SU EX LA INVITÓ A SU BODA PARA HUMILLARLA… PERO ELLA LO DEJÓ EN SHOCK…
Mientras esperaba en la estación, llamó a su madre. Mamá, voy para casa. ¿Pasó algo, hija? Alejandra observó a la gente que pasaba, cada quien con su propia historia de dolor. Te cuento cuando llegue. En el autobús, junto a la ventana, vio como San Diego se alejaba. Los edificios donde había depositado sus sueños se hacían pequeños. Las lágrimas, por fin libres, corrieron por sus mejillas. Una señora mayor le ofreció un pañuelo de tela. Los hombres no valen nuestras lágrimas, mijita.
Alejandra sonrió entre soyosos. No lloro por él, lloro por mí por lo ciega que fui.

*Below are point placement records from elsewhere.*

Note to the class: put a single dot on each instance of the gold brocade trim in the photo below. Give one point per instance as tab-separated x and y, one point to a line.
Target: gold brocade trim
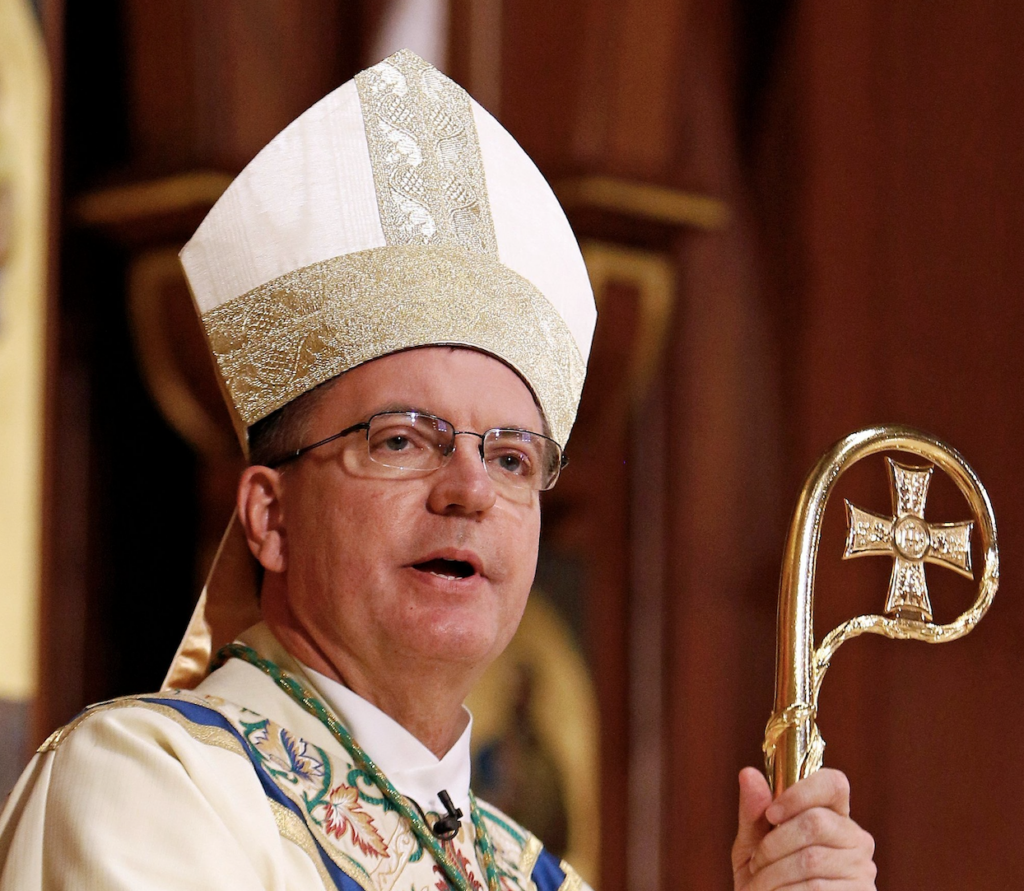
294	830
425	156
284	338
530	851
208	735
572	881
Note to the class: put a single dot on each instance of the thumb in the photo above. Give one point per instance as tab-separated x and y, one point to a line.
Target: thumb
755	796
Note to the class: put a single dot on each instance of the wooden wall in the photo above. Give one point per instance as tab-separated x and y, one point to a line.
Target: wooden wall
869	159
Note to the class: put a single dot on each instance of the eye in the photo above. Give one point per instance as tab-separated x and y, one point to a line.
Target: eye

Entonces son lágrimas que limpian dijo la señora. Déjala salir. Y así lo hizo. Lloró hasta quedarse dormida con una mano protectora sobre su vientre, donde crecía una vida inocente. Lo que Alejandra no sabía era que ese bebé no venía solo y que el camino que ahora parecía el fin de sus ilusiones sería el principio de algo mucho más grande que el falso amor de Sebastián Valverde.
Un año antes, Alejandra pisaba por primera vez el suelo reluciente del edificio Valverde. Su falda negra y blusa blanca eran lo mejor de su guardarropa. El cabello recogido en un moño y los zapatos prestados de su prima le daban confianza. “Vengo por el puesto de secretaria ejecutiva”, dijo a la recepcionista rubia que la examinó de pies a cabeza. Piso 15. El señor Valverde la espera. Alejandra pensó que vería al dueño, un anciano según las revistas. El ascensor subió veloz, demasiado rápido para calmar sus nervios.
La puerta estaba abierta. Un hombre joven hablaba por teléfono junto a la ventana. Al verla, terminó la llamada. Señorita Mendoza, soy Sebastian Valverde. No era el empresario canoso que esperaba. Este hombre tendría 30 años con ojos azules que contrastaban con su piel bronceada y cabello negro. Su traje azul marino parecía diseñado exclusivamente para él. “Mucho gusto”, logró decir Alejandra estrechando su mano. El contacto envió una corriente extraña por su brazo. Siéntese, por favor. Su currículum me impresionó.
La entrevista fluyó mejor de lo esperado. Sebastián era cordial, profesional, pero había algo en su mirada que la inquietaba. El puesto es suyo, dijo al final. Necesito alguien organizado y discreto. Usted parece perfecta. Alejandra salió del edificio eufórica. Un trabajo con buen sueldo en una empresa importante. Su vida cambiaba por fin. Los primeros meses fueron intensos. Sebastian exigía perfección, pero recompensaba bien. Alejandra aprendió rápido, ganándose su confianza. Mantenía todo profesional, aunque notaba como él la observaba cuando creía que ella no se daba cuenta.
La fiesta de Navidad de la empresa lo cambió todo. Alejandra no quería asistir, pero su amiga Lucía insistió. Necesitas divertirte. Además, ese vestido rojo te queda espectacular. El salón del hotel brillaba con luces y decoraciones. Alejandra se sentía fuera de lugar entre ejecutivos y sus esposas cubiertas de joyas. Se refugió en un rincón con una copa que apenas probó. No debería esconderse la mujer más hermosa de la fiesta. Sebastián apareció a su lado, elegante en su traje negro sin corbata.